The income-tax department has, for some time now, sought to crack down on unlisted companies that issue shares at a premium. This follows the amendment of the Income Tax Act in 2012 by the introduction of Section 56(2) viii(b), an “anti-abuse” clause that insists that investments at a premium that cannot be “explained” to the satisfaction of the taxman will be treated as income. This was introduced, incidentally, following the uproar surrounding the use of unlisted companies in the controversial distribution of 2G telecom licences. The income-tax department’s activism surrounding this clause had raised concerns in the start-up sector, where several rounds of funding are often offered at various different sorts of premiums or discounts to earlier valuations. And now it appears that the ministry of corporate affairs (MCA) has joined in the act, with reports that 2,000 start-ups have received notices from the ministry demanding that they explain why their valuation has fallen as compared to earlier rounds of funding. The tax department was concerned initially only with investments in start-ups by “angel” investors — the MCA has interested itself in all investments. Clearly the scope of intervention in the sector is being increased and not reduced.
The ministry’s intent is, no doubt, to seek to examine if the sector is being used to launder or conceal money. This is a laudable goal. But all such goals must be weighed against the costs of particular methods used to attain them. In this case, the harassment of start-ups has clear and stark costs. The sector is one of the few bright spots of the Indian economy, and has managed to attract an interest from foreign investors. Across the world, the nature of the start-up scene is such that it is far from easy to value a new firm. Not only do market conditions and expectations change between rounds of financing, different investors may be brought on board at different multiples. Demanding that the exact model behind the valuation of a start-up be made transparent reveals a worrying lack of understanding of the sector and of early-stage financing — which is less a science and more an art — in general. There is no clear, transparent and consistent way in which to derive a notional resale value of a company that has just a few tangible assets, less than half a dozen employees, and a minuscule market share. Investors bet on growth, and what they think the market and corporate dynamics will be. It is difficult to see how these will be able to provide a coherent rules-based model of their valuations that will satisfy bureaucrats.

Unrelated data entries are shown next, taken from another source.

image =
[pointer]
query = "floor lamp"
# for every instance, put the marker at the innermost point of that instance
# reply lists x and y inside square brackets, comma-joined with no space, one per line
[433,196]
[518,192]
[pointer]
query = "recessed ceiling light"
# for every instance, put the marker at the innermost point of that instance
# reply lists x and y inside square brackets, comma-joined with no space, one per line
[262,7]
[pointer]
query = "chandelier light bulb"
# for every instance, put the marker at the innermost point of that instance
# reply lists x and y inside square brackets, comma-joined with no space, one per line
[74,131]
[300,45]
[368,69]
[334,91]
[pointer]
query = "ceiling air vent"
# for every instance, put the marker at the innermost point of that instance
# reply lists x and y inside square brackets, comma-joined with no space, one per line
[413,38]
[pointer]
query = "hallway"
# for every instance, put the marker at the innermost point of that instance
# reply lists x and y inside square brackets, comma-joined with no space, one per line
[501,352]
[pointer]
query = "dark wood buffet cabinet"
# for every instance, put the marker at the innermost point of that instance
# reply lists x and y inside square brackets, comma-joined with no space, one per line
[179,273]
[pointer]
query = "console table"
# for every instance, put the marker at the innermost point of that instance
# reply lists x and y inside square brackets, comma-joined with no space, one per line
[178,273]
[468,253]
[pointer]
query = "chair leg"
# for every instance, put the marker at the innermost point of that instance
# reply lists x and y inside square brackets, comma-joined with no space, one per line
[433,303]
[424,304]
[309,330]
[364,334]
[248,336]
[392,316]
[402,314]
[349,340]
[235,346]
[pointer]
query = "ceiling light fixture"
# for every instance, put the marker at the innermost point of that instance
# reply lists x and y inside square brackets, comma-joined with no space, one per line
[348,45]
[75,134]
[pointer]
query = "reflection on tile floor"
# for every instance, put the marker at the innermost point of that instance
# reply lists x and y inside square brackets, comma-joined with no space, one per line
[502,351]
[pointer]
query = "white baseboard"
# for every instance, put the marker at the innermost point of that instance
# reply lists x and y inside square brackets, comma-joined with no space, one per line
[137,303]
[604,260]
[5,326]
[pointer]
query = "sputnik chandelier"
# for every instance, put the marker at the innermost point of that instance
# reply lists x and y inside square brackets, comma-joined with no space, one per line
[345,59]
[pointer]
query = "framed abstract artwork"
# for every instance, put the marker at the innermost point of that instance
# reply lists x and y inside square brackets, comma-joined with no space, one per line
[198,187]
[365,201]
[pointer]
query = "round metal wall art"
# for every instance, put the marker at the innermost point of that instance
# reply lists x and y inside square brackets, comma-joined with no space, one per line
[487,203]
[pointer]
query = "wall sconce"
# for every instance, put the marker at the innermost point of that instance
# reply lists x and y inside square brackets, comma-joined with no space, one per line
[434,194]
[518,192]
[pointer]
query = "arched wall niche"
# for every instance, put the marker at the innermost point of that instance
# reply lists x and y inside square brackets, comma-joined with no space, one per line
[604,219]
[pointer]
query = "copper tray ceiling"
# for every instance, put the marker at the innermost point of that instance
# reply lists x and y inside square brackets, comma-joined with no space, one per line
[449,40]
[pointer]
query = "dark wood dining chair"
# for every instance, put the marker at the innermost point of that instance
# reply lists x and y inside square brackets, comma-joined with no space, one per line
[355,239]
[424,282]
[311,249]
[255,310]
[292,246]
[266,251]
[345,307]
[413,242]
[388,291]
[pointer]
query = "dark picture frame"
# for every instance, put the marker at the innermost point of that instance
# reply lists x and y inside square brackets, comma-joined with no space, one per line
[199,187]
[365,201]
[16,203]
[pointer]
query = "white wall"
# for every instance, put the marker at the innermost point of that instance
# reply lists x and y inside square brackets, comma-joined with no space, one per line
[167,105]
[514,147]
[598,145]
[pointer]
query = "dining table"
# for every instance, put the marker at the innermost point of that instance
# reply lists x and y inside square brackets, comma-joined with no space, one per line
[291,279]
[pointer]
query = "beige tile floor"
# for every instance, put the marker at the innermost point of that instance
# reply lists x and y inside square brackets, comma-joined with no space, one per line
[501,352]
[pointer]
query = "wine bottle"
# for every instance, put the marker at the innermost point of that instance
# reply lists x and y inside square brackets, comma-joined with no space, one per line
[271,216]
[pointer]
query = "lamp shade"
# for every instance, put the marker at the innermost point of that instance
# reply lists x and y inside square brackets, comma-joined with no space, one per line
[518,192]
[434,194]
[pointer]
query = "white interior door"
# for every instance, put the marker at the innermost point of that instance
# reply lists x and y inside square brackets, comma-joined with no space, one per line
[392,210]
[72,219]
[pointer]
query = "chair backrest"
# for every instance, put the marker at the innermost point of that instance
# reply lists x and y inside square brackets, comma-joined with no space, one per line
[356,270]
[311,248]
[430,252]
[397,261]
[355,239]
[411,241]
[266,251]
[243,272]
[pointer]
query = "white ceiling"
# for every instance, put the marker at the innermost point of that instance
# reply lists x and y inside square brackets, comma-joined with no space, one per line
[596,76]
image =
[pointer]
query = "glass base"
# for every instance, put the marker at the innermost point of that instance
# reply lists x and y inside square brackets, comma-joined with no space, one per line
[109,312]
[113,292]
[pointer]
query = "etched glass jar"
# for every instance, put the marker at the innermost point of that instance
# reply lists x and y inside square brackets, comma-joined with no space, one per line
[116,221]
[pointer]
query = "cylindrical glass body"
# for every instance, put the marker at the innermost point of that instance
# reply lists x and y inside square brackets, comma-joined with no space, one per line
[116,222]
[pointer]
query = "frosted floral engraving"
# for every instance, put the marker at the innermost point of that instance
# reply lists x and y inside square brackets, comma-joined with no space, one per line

The government, which has often boasted about its “Start Up India” initiative, must follow through on its promises to protect start-ups from the arbitrariness of officials. The first step should, of course, be to rein in the MCA. But the so-called “angel tax”, which takes away 33 per cent of angel investing in a premium, is also pernicious, and should be reviewed. The existing demands should be withdrawn, and cases in various tax tribunals against start-ups abandoned. The harassment of start-ups with little or no resources to fight ministries and the tax department must end.